The disaster is tightly woven into the fabric of present-day Halifax; there are many citizens still alive who were touched by it. But gloom won’t dog the traveler’s footsteps on a walk through the city. It is, in fact, the once moribund harbor that has become the greatest draw for tourists and locals alike. It’s hard to resist strolling the clean, planked piers, where wavelets break against a protective rim of rocks, or exploring the scattering of stone and wooden buildings that are the only surviving representatives of the storehouses, ship lofts, and trading companies that crowded the nineteenthcentury waterfront.
The Maritime Museum of the Atlantic is here too, housed in an agreeable melding of new and old structures filled with treasures of the region’s seafaring past. The museum’s floating icon, HMCS Sackville , is all that remains of Canada’s World War II fleet of 111 Corvettes that left from here to escort convoys across the Atlantic.

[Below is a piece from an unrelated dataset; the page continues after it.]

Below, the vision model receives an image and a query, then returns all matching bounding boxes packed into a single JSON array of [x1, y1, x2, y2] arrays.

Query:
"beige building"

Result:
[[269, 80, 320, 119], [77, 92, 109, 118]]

Restored to her wartime blue and white paint, the Sackville is open to visitors, who climb all over her decks, while a loudspeaker pipes wistful wartime songs. An excellent film in an adjoining information center tells of the murderous struggle of convoy life. Serene now at her anchorage, the Sackville still manages to cast a powerful spell, bringing to mind a wartime port, like the one Nicholas Monsarrat saw in his fine novel The Cruel Sea , where the men who sailed aboard the corvettes “foregathered in a harbour after the tough convoy, the triumphant attack, the miserable loss and slaughter…very conscious of their calling.”
On the day I visited the Sackville , no such consciousness clouded the joy of a precocious three-year-old who darted with manic child enthusiasm from one part of the Maritime Museum to the next. “We want to see everything , don’t we?” he called to his parents. “We want to see everything at the harbor today.” Indeed, we do.